"Barwy szczęścia" odcinek 2035 - wtorek, 2.04.2019, o godz. 20.10 w TVP2
Stan Lidki w poprzednich odcinkach "Barw szczęścia" był krytyczny. Podczas kłótni z Radkiem kobieta nagle przestała oddychać i osunęła się na ziemię. Tylko dzięki szybkiej i przede wszystkim celnej interwencji Radka udało się uratować jej życie.
W 2035 odcinku trenerka nareszcie pozna przyczynę dramatu. Na co choruje? Czy jej życiu wciąż zagraża niebezpieczeństwo? Lekarze nie będą mieć żadnych wątpliwości, że ich wyjątkowa pacjentka cierpi na tężyczkę. Jeden z medyków zauważy, że Lidka wciąż siedzi z nosem w tablecie.

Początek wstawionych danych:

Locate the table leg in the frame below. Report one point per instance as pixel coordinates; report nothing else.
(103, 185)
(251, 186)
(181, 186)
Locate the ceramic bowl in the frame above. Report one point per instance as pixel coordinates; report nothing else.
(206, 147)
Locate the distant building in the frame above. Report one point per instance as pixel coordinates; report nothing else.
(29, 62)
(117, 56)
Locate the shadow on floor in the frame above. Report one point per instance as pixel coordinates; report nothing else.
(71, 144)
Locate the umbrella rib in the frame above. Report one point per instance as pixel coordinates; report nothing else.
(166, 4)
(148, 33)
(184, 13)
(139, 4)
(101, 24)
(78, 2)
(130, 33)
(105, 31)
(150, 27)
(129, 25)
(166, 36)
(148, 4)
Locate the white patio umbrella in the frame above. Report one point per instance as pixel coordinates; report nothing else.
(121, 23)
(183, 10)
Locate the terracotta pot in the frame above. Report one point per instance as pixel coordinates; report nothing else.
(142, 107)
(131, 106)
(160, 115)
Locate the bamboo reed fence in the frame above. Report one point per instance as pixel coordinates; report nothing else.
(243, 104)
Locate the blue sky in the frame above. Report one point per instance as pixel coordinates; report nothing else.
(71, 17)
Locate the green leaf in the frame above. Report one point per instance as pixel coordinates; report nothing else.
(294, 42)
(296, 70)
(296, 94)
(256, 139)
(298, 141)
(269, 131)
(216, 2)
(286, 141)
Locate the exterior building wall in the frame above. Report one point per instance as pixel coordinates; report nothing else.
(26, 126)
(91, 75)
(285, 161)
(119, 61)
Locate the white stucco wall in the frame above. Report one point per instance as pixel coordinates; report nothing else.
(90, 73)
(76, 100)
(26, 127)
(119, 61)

- Chcę się dowiedzieć jak najwięcej - wyjaśni chora.
- Proszę mi to pokazać... Jak się pani dzisiaj czuje?
- Lepiej, dużo lepiej. Wreszcie wiem, co się ostatnio ze mną działo. To mrowienie twarzy, skurcze i agresja... Tego się wstydzę najbardziej! - wybuchnie.

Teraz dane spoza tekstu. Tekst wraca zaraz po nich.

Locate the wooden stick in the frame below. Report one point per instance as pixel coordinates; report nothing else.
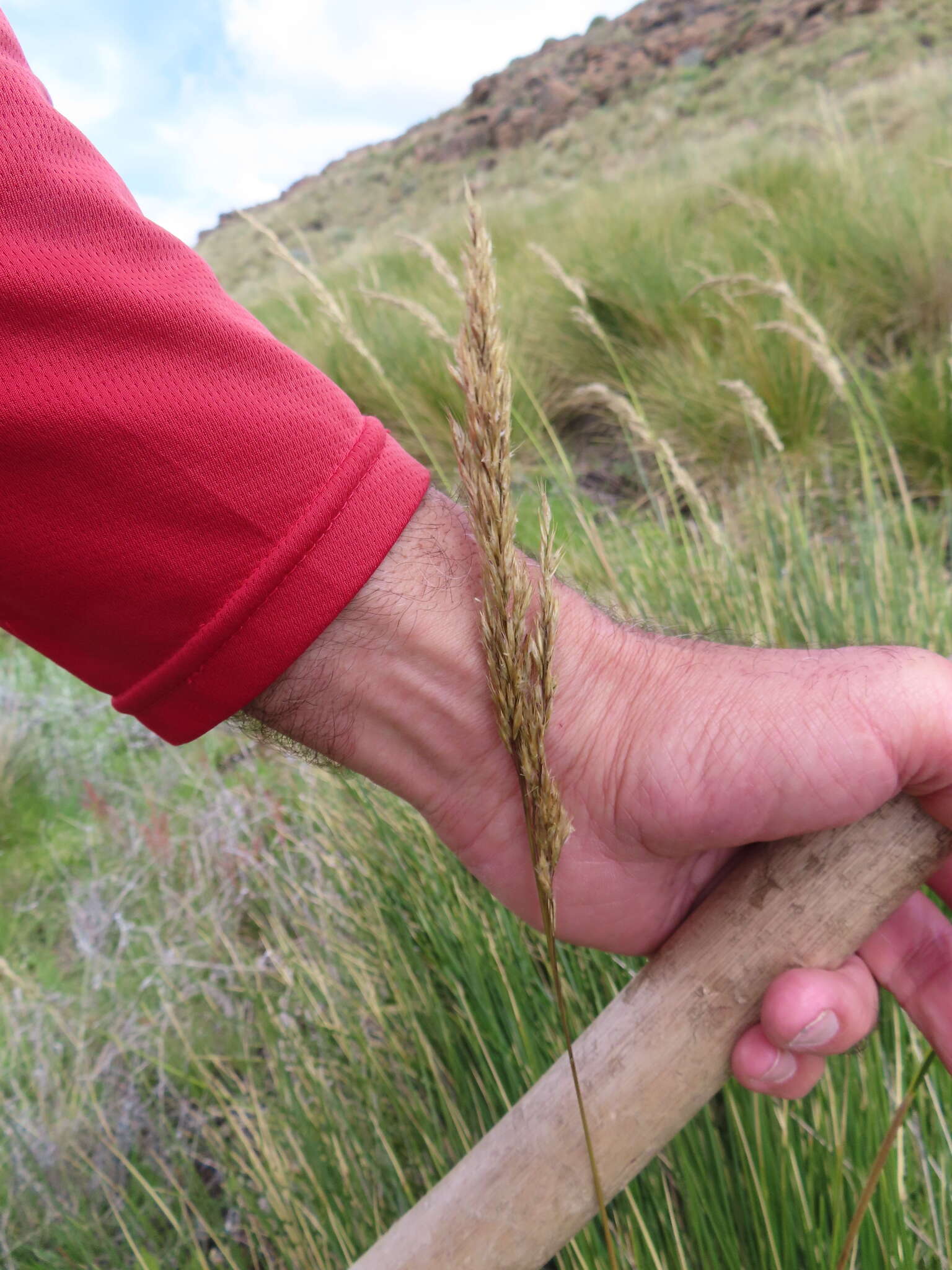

- Ja prawie zniszczyłam swoje małżeństwo - doda w sekrecie.
Od czasu awantury Lidka nie miała czasu porozmawiać z Radkiem w cztery oczy. To właśnie wtedy zmasakrowała go o szafkę. Czy ta choroba zniszczy ich małżeństwo? Lekarz spróbuje ją uspokoić.
- To był jeden z objawów choroby. Proszę się absolutnie o nic nie obwiniać. Tężyczka to bardzo rzadka choroba, o nieoczywistych objawach. Informacja o pani nastroju bardzo pomogła nam przybliżyć się do diagnozy. A jeśli chodzi o pani męża... uratował pani życie.
Radek w 2035 odcinku "Barw szczęścia" przyjdzie w odwiedziny do ukochanej. Czy wybaczy jej ostatnie zachowanie?